IN COUGHLAN'S PUB, proprietor Terry Coughlan reckons it will be six months before locals can expect to have an accurate reading on how the new road has affected the town. "The traffic used to be relentless," he says. "It started at 3am with lorries coming in and it never really stopped. You just got used to the noise level, the dust and the dirt and the fumes. Sometimes in the evening with the door open, it was like New York with the sirens of ambulances or police cars trying to get through the traffic. We were frustrated but there was nothing we could do."
And now? "Well, you can see for yourself, there's still people coming into Moate, a steady flow of traffic but it's not the same place at all," he says. His customers, finding it easier to get into the town and to secure parking, agree. "I come to Moate to drink porter," says Tom Young who has been drinking in Coughlan's for 50 years and says the secret of his 90 years is just good genes. "And he's well minded," says his wife Anna, herself a thriving 82-year-old. "I do notice a difference," says Tom, considering matters over his lunchtime pint. "And I think Moate will be a better place altogether because of the new road."
Sitting at the bar, Jimmy Mahon says he's been speaking to people recently who, despite living only a few miles outside Moate, hadn't been into the town for 10 years.
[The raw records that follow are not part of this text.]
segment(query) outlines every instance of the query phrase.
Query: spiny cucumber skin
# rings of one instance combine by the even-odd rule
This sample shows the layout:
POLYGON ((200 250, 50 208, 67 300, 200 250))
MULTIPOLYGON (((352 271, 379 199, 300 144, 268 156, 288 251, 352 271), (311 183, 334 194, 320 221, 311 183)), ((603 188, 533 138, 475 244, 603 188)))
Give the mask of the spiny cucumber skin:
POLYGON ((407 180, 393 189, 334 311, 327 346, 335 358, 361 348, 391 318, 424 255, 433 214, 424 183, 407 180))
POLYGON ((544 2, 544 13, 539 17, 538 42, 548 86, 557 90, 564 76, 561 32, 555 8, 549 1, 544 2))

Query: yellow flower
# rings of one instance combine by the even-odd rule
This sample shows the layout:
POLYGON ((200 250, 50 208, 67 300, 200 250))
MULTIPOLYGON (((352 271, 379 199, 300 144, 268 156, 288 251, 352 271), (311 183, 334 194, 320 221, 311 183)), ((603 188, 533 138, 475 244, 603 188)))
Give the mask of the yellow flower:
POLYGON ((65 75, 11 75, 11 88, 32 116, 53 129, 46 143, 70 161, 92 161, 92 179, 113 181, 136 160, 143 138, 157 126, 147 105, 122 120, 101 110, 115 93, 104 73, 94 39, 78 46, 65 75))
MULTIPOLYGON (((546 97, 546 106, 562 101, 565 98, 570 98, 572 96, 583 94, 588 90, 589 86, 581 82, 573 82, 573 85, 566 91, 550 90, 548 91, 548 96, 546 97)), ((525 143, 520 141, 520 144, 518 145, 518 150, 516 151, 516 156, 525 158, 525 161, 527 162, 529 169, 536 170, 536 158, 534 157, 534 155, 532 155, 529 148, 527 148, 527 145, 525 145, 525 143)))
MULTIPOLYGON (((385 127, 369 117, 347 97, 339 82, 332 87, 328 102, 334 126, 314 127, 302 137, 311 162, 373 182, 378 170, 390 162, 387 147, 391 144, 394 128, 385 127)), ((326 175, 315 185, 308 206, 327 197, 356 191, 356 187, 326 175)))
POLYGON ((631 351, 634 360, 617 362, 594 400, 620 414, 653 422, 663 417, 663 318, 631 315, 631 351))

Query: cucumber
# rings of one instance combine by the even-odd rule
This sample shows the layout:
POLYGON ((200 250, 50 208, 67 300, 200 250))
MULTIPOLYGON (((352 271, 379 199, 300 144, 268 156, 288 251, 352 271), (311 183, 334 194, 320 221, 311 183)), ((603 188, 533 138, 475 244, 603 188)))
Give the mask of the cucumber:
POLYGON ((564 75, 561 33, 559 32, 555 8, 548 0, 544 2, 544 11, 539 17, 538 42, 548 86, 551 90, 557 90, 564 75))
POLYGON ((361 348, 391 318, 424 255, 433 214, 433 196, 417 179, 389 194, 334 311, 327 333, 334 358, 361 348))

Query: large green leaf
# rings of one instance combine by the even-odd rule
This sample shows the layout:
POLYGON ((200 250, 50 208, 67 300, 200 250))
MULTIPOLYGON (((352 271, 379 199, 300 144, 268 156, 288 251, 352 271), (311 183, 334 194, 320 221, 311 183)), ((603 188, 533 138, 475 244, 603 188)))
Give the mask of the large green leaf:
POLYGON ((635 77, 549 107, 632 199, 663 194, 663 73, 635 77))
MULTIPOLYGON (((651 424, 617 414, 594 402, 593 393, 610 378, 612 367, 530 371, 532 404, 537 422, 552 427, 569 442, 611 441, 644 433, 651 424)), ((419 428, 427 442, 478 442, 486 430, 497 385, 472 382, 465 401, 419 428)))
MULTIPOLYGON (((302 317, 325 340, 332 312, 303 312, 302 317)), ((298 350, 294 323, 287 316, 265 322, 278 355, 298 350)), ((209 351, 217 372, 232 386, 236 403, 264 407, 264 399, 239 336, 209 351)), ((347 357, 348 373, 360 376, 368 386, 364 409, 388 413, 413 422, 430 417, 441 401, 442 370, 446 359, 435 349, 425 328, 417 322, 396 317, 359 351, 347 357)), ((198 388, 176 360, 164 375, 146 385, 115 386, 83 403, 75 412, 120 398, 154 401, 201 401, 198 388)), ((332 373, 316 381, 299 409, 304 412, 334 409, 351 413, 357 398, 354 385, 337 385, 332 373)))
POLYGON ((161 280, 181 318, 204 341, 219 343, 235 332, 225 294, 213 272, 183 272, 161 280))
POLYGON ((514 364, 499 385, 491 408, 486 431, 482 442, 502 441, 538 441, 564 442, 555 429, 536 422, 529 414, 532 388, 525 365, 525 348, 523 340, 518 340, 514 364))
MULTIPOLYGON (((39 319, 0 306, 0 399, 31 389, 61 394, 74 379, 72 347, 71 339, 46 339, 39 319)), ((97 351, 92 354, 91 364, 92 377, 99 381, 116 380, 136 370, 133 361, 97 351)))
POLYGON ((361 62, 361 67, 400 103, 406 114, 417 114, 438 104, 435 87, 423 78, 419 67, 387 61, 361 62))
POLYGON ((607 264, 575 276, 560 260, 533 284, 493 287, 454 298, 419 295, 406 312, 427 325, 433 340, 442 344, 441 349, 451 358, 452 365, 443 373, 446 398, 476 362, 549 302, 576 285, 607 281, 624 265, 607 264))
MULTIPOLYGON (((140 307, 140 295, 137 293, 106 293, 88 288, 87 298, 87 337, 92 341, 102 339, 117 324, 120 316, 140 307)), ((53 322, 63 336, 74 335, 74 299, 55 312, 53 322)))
"It was just too much hassle, especially for older people, it took them an age to get in and then they had to twist and turn to get into a parking space, so they'd head to Athlone instead," he says. Now those people are coming back and they are welcome, he says. "We don't miss the people who drove through without stopping, the ones stuck in their cars in traffic jams and the lorries, they were no good to Moate. But we are happy to get back the people who couldn't come before," says Jimmy.
In this sense, it's as though the town has been given back to the locals. "You can't beat Moate for food and drink and socialising and civility," adds Tom, who should really be signed up by Fáilte Ireland. Terry Coughlan brandishes a leaflet local businesses have produced. "Stop In Moate," it says.
Ask and locals will give you all sorts of reasons to Stop In Moate. The Grand Hotel has a great carvery, they say, and the Tuar Ard arts centre with its bustling coffee shop is well worth a visit.
The town is "the gateway to Clonmacnoise" and, if that's not enough to tempt you, Moate people are a genuinely friendly bunch. Everywhere local cars stop to let you cross the road, smiling and waving you on as though revelling in their new found non-pariah status.
IN ONE OF THE local butchers, Peter Gillivan reports business is up as locals turned off by the relentless traffic come back into the town. His shop is packed this morning. Miriam Doyle is buying chicken breasts and rolled turkey. "I think it's absolutely brilliant," she says of the new Moate. "I live in the next parish and I can drive straight in. I work in Athlone and now I can stay in bed an extra 10 minutes."
And despite the fact that her takings are down, Annette Dalton at The Pantry admits that it's not all bad news. She agrees the elimination of the legendary Moate tailback makes the town more pleasant and that the downturn in business has improved her quality of life. She got out walking four times last week and went horse-riding for the first time in 20 years.
"So there is a benefit," she says. "And now at least I get time to talk to the customers, where before I was so busy I didn't get the chance. People are in better form around Moate, these days, definitely more relaxed." Yet another reason to Stop In Moate. And maybe we should, just for old times' sake.